Bayesian vs Frequentist A/B Testing: Which Should You Use?
Bayesian versus frequentist is the closest thing A/B testing has to a holy war, and most of the shots fired miss the practical point: they are different questions, not different answers. This guide lays out what each framework actually computes and when each one earns its keep.
Two questions about the same data
The frequentist asks: if nothing were different, how surprising is this data? The answer is a p-value, plus a confidence interval built from a procedure guaranteed to cover the truth 95% of the time. The Bayesian asks: given this data (and my prior), what do I now believe about the true rates? The answers are direct probabilities — "there is a 96% chance B beats A" — plus credible intervals and, crucially, expected loss: how much conversion you sacrifice on average if you ship the variant and turn out wrong.
Where frequentist wins
P-values are the lingua franca of experimentation programs: auditable, convention-backed, and free of arguments about priors. Error-rate guarantees ("at most 5% of our shipped 'winners' are false") are program-level properties that compound well across hundreds of tests.

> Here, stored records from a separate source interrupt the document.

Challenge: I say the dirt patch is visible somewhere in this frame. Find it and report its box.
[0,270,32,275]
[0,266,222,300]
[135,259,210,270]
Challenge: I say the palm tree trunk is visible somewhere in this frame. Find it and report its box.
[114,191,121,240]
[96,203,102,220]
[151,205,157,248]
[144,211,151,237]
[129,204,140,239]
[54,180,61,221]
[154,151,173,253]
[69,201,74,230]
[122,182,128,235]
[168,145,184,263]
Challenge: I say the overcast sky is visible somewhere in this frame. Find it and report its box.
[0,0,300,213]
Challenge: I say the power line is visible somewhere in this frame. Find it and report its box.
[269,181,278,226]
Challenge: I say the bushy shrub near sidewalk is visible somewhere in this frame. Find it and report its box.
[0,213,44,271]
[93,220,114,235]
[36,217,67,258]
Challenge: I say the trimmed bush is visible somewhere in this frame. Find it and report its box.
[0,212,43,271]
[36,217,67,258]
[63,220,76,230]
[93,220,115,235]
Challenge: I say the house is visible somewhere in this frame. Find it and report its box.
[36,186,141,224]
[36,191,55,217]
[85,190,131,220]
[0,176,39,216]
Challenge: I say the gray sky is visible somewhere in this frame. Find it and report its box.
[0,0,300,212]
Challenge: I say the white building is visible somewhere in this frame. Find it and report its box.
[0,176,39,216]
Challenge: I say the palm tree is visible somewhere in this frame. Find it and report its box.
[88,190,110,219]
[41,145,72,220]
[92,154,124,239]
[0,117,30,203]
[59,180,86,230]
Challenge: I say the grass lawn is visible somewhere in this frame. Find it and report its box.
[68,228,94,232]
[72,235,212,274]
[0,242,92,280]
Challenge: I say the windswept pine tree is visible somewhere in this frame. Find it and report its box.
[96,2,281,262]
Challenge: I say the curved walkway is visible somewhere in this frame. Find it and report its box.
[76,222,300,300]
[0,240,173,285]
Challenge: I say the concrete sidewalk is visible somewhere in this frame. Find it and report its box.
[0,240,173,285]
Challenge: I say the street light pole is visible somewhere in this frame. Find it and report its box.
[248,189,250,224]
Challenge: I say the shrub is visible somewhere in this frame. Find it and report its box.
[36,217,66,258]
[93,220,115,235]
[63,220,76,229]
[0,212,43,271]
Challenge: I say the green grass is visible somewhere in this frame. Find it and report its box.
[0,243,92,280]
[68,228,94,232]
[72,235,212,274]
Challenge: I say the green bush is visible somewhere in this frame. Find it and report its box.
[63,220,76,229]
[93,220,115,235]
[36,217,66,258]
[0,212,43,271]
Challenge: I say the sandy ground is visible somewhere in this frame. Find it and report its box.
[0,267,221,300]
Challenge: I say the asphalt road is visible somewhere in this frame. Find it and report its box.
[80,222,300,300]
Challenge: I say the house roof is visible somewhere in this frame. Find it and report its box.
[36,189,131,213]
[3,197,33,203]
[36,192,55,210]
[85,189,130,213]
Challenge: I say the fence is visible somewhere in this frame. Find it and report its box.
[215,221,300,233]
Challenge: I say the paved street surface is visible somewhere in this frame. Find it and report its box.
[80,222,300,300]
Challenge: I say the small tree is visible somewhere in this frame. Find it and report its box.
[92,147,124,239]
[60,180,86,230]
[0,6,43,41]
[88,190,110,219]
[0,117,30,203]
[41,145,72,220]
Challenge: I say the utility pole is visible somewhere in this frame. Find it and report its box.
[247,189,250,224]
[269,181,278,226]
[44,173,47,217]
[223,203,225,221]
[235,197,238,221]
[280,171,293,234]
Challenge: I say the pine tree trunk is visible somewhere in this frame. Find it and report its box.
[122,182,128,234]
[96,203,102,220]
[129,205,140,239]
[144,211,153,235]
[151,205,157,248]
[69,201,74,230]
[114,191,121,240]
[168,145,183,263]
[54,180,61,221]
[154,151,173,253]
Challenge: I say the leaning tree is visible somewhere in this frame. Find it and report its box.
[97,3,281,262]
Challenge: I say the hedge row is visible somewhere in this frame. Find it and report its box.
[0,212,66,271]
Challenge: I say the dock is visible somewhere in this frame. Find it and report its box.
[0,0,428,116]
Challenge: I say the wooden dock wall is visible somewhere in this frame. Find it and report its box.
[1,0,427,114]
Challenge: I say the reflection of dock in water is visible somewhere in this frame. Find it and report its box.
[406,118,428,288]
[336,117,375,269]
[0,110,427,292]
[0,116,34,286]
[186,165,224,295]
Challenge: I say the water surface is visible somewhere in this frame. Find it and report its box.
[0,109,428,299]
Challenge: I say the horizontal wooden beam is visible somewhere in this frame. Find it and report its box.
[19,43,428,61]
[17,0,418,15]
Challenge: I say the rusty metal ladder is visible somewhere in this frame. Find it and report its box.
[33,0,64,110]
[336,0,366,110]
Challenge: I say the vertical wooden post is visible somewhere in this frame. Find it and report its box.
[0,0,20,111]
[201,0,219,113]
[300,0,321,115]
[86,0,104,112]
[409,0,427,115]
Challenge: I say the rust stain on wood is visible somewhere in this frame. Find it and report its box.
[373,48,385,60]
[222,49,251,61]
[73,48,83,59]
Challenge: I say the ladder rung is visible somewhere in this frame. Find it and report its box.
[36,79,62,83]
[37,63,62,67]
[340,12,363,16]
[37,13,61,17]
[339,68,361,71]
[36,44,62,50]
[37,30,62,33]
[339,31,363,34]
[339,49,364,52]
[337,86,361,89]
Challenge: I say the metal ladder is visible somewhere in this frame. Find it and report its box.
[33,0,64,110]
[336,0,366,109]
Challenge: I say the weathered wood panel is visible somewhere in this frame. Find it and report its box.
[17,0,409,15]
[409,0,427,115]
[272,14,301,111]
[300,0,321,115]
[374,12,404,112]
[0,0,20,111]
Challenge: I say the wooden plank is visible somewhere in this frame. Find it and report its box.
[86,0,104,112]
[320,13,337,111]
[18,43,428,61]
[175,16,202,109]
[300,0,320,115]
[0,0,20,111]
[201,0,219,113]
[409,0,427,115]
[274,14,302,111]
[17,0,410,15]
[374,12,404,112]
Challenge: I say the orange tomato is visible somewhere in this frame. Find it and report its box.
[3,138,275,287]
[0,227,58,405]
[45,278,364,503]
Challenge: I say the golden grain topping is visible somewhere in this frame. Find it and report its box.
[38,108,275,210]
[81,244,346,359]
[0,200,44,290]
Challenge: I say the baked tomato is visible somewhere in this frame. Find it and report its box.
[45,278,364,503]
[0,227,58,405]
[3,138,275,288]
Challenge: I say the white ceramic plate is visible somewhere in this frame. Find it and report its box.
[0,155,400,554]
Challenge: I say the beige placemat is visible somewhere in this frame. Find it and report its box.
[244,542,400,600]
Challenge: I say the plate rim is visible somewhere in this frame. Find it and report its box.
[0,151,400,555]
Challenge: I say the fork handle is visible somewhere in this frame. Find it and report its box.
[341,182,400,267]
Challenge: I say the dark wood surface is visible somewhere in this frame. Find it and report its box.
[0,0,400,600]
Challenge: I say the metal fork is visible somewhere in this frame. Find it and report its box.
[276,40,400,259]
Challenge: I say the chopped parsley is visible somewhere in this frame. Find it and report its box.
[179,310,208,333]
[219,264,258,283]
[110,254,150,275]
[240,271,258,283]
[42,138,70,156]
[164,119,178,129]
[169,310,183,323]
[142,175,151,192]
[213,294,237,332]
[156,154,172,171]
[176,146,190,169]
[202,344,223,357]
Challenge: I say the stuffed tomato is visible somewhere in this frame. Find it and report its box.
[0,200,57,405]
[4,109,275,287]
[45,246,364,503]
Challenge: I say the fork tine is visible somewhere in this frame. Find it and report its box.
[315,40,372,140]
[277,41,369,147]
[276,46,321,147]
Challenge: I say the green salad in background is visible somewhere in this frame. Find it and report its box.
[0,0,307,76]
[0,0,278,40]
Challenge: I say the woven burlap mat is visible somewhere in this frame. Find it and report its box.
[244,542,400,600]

If your organization runs a large testing program with centralized review, frequentist defaults plus pre-committed sample sizes (see sizing) are hard to beat.
Where Bayesian wins
Decisions, especially small-sample ones. "p = 0.11, fail to reject" leaves a PM nowhere; "91% chance it's better, and if we're wrong we lose at most 0.05% conversion" is a decision brief. Expected loss lets you ship promising variants early when the downside is provably tiny — a decision-theoretic move frequentist tests simply do not offer. Informative priors also let repeat experimenters stabilize noisy early data. Try it on the Bayesian calculator, which reports probability-to-be-best, expected loss, and credible intervals side by side.
The myths
"Bayesian tests let you peek freely." Mostly overstated: aggressive optional stopping on probability thresholds still inflates real-world error rates, even if the posterior remains coherent. If you want statistically safe peeking, that is precisely what sequential testing is for. "Priors are cheating." The uniform Beta(1,1) prior adds nothing to the data; informative priors are only as biased as the data behind them. "They disagree all the time." With flat priors and decent samples, both frameworks nearly always point the same direction; the difference is the vocabulary of the answer.
A practical default
Run both — they are free. Use the significance calculator for the record and the program-level error guarantees, and the Bayesian view for the shipping decision and the stakeholder conversation. When they agree (usually), decide with confidence. When they disagree, your test is underpowered — which the power calculator will confirm.